As soon as we were back in the car, he turned to me and asked, “How long do you think I have?”

To live with a modicum of dignity and awareness was the unspoken second half of the question.I answered the only way I could.  “I don’t know.”

Then I drove him home and dropped him off before heading to the funeral home to pick up my mother’s ashes.

DRIVING AND PAYING

A few days ago Ralph had an appointment at the same dentist’s office he has frequented for thirty years. When I first made the appointment, I asked if he wanted me to come along. He said I should just write out the directions (he doesn’t use GPS). A lot of me wanted to agree since I don’t much like giving up the time—an hour each way plus the visit itself.

Then reality set in. After confirming the appointment a couple of days ahead, I began to worry about sending Ralph off on his own. I imagined him circling Atlanta, lost on streets that have been familiar to him for years. Fortunately, if  sadly, Ralph decided he wanted me to drive him after all. The anxiety was too much for him.
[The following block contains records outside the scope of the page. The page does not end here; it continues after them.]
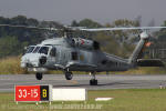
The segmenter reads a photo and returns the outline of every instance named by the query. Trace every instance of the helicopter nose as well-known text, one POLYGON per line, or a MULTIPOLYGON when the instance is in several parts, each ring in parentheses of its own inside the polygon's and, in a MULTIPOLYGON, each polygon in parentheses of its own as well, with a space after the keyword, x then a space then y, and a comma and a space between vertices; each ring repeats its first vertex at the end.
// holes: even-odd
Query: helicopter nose
POLYGON ((40 59, 39 59, 39 62, 40 62, 40 64, 45 64, 46 63, 46 57, 41 57, 40 59))

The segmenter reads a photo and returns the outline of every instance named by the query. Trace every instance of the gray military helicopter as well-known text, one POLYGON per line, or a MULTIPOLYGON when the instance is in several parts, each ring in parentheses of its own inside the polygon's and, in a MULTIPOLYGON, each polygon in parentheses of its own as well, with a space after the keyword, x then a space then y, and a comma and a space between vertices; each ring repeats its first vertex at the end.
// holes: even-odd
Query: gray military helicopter
MULTIPOLYGON (((8 26, 3 27, 23 27, 8 26)), ((61 30, 54 28, 35 28, 42 30, 61 30)), ((136 28, 69 28, 70 30, 81 31, 115 31, 115 30, 148 30, 162 29, 166 27, 136 27, 136 28)), ((48 70, 62 70, 66 80, 72 80, 72 71, 90 72, 91 85, 96 85, 96 72, 103 71, 127 71, 136 67, 163 67, 160 60, 144 60, 141 58, 143 49, 148 42, 149 34, 143 31, 139 34, 139 42, 128 59, 123 59, 106 52, 100 48, 100 43, 94 40, 83 38, 70 38, 68 34, 61 38, 46 39, 40 44, 29 46, 27 52, 21 58, 21 68, 34 71, 38 80, 42 80, 43 73, 48 70)))

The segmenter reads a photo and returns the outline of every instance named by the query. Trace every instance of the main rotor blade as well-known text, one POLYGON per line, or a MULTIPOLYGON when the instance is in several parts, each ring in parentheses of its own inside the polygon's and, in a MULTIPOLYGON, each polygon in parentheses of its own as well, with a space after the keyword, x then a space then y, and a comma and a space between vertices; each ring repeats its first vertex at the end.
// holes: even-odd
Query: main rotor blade
POLYGON ((82 31, 117 31, 117 30, 149 30, 149 29, 166 29, 166 27, 96 28, 96 29, 80 29, 80 30, 82 31))
POLYGON ((0 27, 11 27, 11 28, 27 28, 27 29, 39 29, 39 30, 59 30, 55 28, 40 28, 40 27, 28 27, 28 26, 12 26, 12 24, 0 24, 0 27))

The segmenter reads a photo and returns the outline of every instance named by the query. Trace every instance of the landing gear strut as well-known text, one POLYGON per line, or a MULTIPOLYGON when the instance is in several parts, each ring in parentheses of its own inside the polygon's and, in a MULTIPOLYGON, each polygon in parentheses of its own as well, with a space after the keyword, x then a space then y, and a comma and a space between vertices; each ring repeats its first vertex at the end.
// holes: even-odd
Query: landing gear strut
POLYGON ((65 72, 65 79, 66 79, 66 80, 72 80, 72 78, 73 78, 73 73, 66 71, 66 72, 65 72))
POLYGON ((37 72, 35 78, 37 78, 37 80, 42 80, 43 73, 37 72))
POLYGON ((90 80, 90 85, 97 85, 97 80, 95 79, 95 72, 90 72, 92 79, 90 80))

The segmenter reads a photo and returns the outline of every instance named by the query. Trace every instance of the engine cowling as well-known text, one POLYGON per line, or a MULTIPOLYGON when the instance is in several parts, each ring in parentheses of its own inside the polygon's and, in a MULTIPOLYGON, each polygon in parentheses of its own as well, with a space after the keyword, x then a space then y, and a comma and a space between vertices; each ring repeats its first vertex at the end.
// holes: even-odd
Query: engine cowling
POLYGON ((94 49, 94 50, 100 49, 100 43, 96 41, 93 41, 93 40, 75 38, 75 39, 73 39, 73 41, 76 47, 94 49))

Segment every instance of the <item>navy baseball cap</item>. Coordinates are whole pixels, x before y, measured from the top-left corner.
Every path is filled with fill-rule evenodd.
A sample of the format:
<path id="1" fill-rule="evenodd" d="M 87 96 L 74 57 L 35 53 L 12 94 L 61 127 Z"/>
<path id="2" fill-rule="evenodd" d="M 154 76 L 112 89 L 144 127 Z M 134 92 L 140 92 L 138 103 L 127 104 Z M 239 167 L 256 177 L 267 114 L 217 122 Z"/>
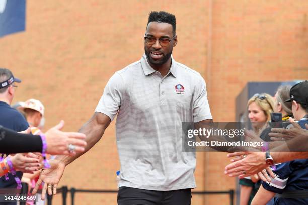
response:
<path id="1" fill-rule="evenodd" d="M 19 79 L 14 77 L 12 72 L 8 69 L 0 68 L 0 77 L 2 76 L 9 76 L 9 78 L 2 82 L 0 82 L 0 89 L 3 88 L 12 84 L 13 82 L 21 82 Z"/>
<path id="2" fill-rule="evenodd" d="M 300 104 L 308 105 L 308 80 L 294 85 L 290 90 L 290 99 L 284 102 L 295 100 Z"/>

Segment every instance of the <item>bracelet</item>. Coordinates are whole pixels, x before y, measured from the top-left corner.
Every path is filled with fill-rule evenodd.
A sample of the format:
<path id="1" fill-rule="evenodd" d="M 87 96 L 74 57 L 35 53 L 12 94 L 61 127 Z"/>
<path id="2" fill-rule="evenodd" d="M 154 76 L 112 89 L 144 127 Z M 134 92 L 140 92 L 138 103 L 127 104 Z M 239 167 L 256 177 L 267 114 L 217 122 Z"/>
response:
<path id="1" fill-rule="evenodd" d="M 1 154 L 1 156 L 0 156 L 0 162 L 2 162 L 3 161 L 4 159 L 4 154 Z M 4 164 L 4 167 L 6 167 L 6 165 Z M 1 168 L 3 169 L 2 166 L 1 167 Z M 5 172 L 5 173 L 6 172 Z M 9 175 L 8 175 L 8 173 L 9 172 L 9 170 L 8 170 L 8 172 L 5 174 L 5 177 L 6 178 L 6 180 L 9 180 Z"/>
<path id="2" fill-rule="evenodd" d="M 7 166 L 5 164 L 4 161 L 1 161 L 1 162 L 0 162 L 0 167 L 1 167 L 1 169 L 5 174 L 7 174 L 8 173 L 9 173 L 9 169 L 7 168 Z"/>
<path id="3" fill-rule="evenodd" d="M 11 174 L 14 177 L 14 179 L 15 179 L 15 181 L 17 183 L 17 189 L 21 189 L 21 181 L 20 179 L 17 176 L 16 176 L 16 171 L 13 167 L 13 163 L 12 163 L 12 161 L 11 161 L 11 159 L 10 159 L 10 157 L 7 157 L 7 163 L 9 165 L 9 167 L 10 168 L 10 172 Z"/>
<path id="4" fill-rule="evenodd" d="M 48 163 L 47 159 L 46 158 L 46 151 L 47 150 L 47 142 L 46 141 L 46 136 L 43 133 L 40 134 L 41 139 L 42 139 L 42 143 L 43 143 L 43 148 L 42 148 L 42 156 L 44 158 L 44 168 L 50 168 L 50 164 Z"/>
<path id="5" fill-rule="evenodd" d="M 262 146 L 262 152 L 268 151 L 268 142 L 264 142 L 264 145 Z"/>

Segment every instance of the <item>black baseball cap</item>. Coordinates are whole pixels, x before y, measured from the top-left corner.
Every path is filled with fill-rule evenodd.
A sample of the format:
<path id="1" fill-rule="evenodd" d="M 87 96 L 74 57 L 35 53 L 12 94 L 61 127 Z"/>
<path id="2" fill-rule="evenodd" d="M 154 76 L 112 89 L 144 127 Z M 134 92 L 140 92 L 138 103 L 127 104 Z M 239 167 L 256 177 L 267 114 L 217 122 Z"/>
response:
<path id="1" fill-rule="evenodd" d="M 0 82 L 0 89 L 7 87 L 14 82 L 21 82 L 21 80 L 19 79 L 14 77 L 12 72 L 8 69 L 0 68 L 0 76 L 3 75 L 9 77 L 6 80 Z"/>
<path id="2" fill-rule="evenodd" d="M 290 99 L 284 102 L 295 100 L 300 104 L 308 105 L 308 80 L 294 85 L 290 90 Z"/>

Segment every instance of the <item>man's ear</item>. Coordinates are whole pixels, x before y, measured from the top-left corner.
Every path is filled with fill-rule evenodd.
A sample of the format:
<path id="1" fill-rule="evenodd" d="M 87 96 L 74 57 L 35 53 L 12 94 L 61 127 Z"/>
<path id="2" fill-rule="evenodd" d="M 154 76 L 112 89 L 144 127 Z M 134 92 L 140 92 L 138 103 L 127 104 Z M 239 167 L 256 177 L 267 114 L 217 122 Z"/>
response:
<path id="1" fill-rule="evenodd" d="M 277 108 L 278 108 L 278 113 L 281 113 L 282 110 L 282 105 L 280 102 L 278 102 L 277 105 Z"/>
<path id="2" fill-rule="evenodd" d="M 295 100 L 292 101 L 292 104 L 294 105 L 295 111 L 298 111 L 298 109 L 299 108 L 299 104 L 296 102 L 296 101 Z"/>
<path id="3" fill-rule="evenodd" d="M 9 92 L 9 94 L 12 95 L 14 93 L 14 90 L 13 90 L 14 87 L 13 87 L 13 86 L 11 85 L 9 85 L 9 87 L 8 88 L 8 92 Z"/>
<path id="4" fill-rule="evenodd" d="M 175 37 L 173 39 L 173 47 L 177 45 L 178 43 L 178 35 L 176 35 Z"/>

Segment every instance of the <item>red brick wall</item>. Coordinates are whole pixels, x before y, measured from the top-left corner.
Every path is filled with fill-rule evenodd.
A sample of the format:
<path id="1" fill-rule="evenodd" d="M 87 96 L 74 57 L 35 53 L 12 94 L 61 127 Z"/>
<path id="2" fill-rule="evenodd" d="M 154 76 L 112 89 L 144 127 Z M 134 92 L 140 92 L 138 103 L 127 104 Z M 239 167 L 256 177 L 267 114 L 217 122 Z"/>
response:
<path id="1" fill-rule="evenodd" d="M 207 81 L 215 121 L 235 119 L 235 100 L 250 81 L 308 78 L 308 2 L 34 1 L 26 31 L 0 39 L 0 67 L 23 80 L 14 102 L 37 98 L 46 127 L 61 119 L 78 130 L 93 113 L 108 79 L 142 55 L 147 15 L 176 15 L 174 56 Z M 90 151 L 66 169 L 60 186 L 116 188 L 114 122 Z M 199 153 L 196 190 L 234 189 L 225 153 Z M 61 196 L 55 198 L 59 204 Z M 116 204 L 116 194 L 77 193 L 75 204 Z M 69 200 L 68 201 L 69 202 Z M 193 196 L 193 204 L 228 204 L 227 195 Z"/>

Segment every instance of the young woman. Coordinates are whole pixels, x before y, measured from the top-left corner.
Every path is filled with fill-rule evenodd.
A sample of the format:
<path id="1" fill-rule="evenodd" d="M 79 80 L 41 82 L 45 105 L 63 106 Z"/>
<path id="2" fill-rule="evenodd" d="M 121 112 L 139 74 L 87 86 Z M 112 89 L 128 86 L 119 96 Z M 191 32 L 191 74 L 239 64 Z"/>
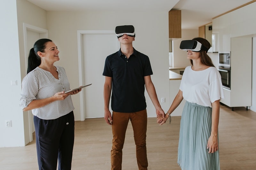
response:
<path id="1" fill-rule="evenodd" d="M 22 82 L 20 106 L 32 110 L 39 169 L 71 169 L 74 143 L 75 121 L 65 70 L 54 63 L 59 51 L 49 39 L 34 44 L 28 58 L 28 74 Z"/>
<path id="2" fill-rule="evenodd" d="M 198 51 L 187 50 L 191 65 L 186 68 L 180 90 L 165 117 L 159 115 L 157 122 L 160 125 L 165 122 L 184 99 L 178 163 L 186 170 L 219 170 L 220 100 L 224 97 L 221 78 L 206 54 L 210 43 L 201 38 L 193 40 L 204 48 Z"/>

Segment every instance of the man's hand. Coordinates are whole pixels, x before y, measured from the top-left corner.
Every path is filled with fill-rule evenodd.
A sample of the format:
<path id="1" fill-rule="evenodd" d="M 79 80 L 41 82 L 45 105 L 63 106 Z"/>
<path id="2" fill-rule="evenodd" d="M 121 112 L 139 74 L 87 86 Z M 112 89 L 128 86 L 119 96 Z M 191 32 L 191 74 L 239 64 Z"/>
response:
<path id="1" fill-rule="evenodd" d="M 105 111 L 105 115 L 104 116 L 104 119 L 106 122 L 109 125 L 111 125 L 112 124 L 112 116 L 111 115 L 111 113 L 109 110 Z"/>

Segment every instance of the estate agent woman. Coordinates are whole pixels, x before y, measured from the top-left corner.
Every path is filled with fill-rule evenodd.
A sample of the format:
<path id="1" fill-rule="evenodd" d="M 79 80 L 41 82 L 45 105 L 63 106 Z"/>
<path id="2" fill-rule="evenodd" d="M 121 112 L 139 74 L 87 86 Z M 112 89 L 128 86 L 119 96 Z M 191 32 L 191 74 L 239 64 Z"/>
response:
<path id="1" fill-rule="evenodd" d="M 191 66 L 186 68 L 165 117 L 158 115 L 157 122 L 160 125 L 165 122 L 184 98 L 178 163 L 183 170 L 219 170 L 220 100 L 224 97 L 220 75 L 207 54 L 211 47 L 207 40 L 198 37 L 185 41 L 190 43 L 181 43 L 183 48 L 180 48 L 187 51 Z M 187 45 L 190 42 L 197 44 L 196 48 Z"/>
<path id="2" fill-rule="evenodd" d="M 20 106 L 32 110 L 39 169 L 71 169 L 75 121 L 65 70 L 54 66 L 59 51 L 50 40 L 40 39 L 30 49 L 28 74 L 22 82 Z"/>

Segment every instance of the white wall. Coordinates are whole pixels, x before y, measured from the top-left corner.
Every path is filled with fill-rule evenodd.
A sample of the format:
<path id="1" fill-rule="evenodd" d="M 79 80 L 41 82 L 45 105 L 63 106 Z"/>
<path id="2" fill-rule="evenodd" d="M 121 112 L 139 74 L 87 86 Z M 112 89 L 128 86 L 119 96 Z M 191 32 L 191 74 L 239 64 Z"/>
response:
<path id="1" fill-rule="evenodd" d="M 114 30 L 116 26 L 132 25 L 136 37 L 135 48 L 149 57 L 154 74 L 151 76 L 158 99 L 164 110 L 169 108 L 169 38 L 168 12 L 90 11 L 47 11 L 49 36 L 58 46 L 60 60 L 57 64 L 65 68 L 72 86 L 79 85 L 77 31 L 77 30 Z M 152 33 L 156 33 L 153 35 Z M 106 45 L 108 45 L 106 44 Z M 99 49 L 100 50 L 100 49 Z M 113 53 L 115 52 L 113 51 Z M 106 56 L 110 54 L 106 54 Z M 96 65 L 103 71 L 104 66 Z M 103 85 L 102 85 L 103 88 Z M 93 88 L 93 86 L 91 88 Z M 156 110 L 146 92 L 148 117 L 156 116 Z M 103 94 L 99 94 L 103 97 Z M 72 97 L 76 109 L 75 119 L 80 120 L 79 95 Z M 95 107 L 103 103 L 94 103 Z M 102 111 L 104 117 L 104 110 Z"/>
<path id="2" fill-rule="evenodd" d="M 19 106 L 26 75 L 23 23 L 46 28 L 46 11 L 26 0 L 17 0 L 1 1 L 0 14 L 0 48 L 5 63 L 0 67 L 0 85 L 5 90 L 0 99 L 0 147 L 24 146 L 29 142 L 28 114 Z M 17 85 L 11 85 L 11 80 L 16 80 Z M 5 127 L 5 120 L 12 121 L 12 127 Z"/>
<path id="3" fill-rule="evenodd" d="M 250 109 L 256 112 L 256 36 L 252 38 L 252 106 Z"/>
<path id="4" fill-rule="evenodd" d="M 182 40 L 192 40 L 198 37 L 198 30 L 182 30 L 181 38 L 174 40 L 173 41 L 172 53 L 174 67 L 185 67 L 190 65 L 190 61 L 187 58 L 187 52 L 180 49 L 180 42 Z"/>
<path id="5" fill-rule="evenodd" d="M 15 1 L 0 2 L 0 147 L 25 144 L 23 114 L 19 106 L 21 82 L 16 11 Z M 17 85 L 11 85 L 12 80 Z M 5 127 L 5 120 L 12 121 L 11 127 Z"/>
So I drove him into town and read People Magazine for an hour in the waiting room. Then I paid for the visit with my credit card and drove us home.

Driving and paying are small acts.

But they epitomize just how much our lives have already altered since Ralph’s diagnosis of MCI. Ralph, the man who spent his career as a self-proclaimed entrepreneur, no longer is comfortable or even interested in handling money. Ralph, the fix anything guy who was refurbishing and selling old telephone trucks for a living when we first met, prefers not to drive at all. And impractical, absent-minded professor type Alice, who couldn’t balance my own checkbook or change a tire to save my life and whose kids still tease me about my nervous driving, has taken over all the practical issues in our life.

Driving and Paying: changes that not only  define our daily mundane routine but  serve as metaphors for the larger, psychological and spiritual landscape we have begun to inhabit . And it is scary to examine that landscape, not only for Ralph’s future but also my own. But in my next few postings, I will try–if the daily and mundane don’t get in the way as they usually do lately.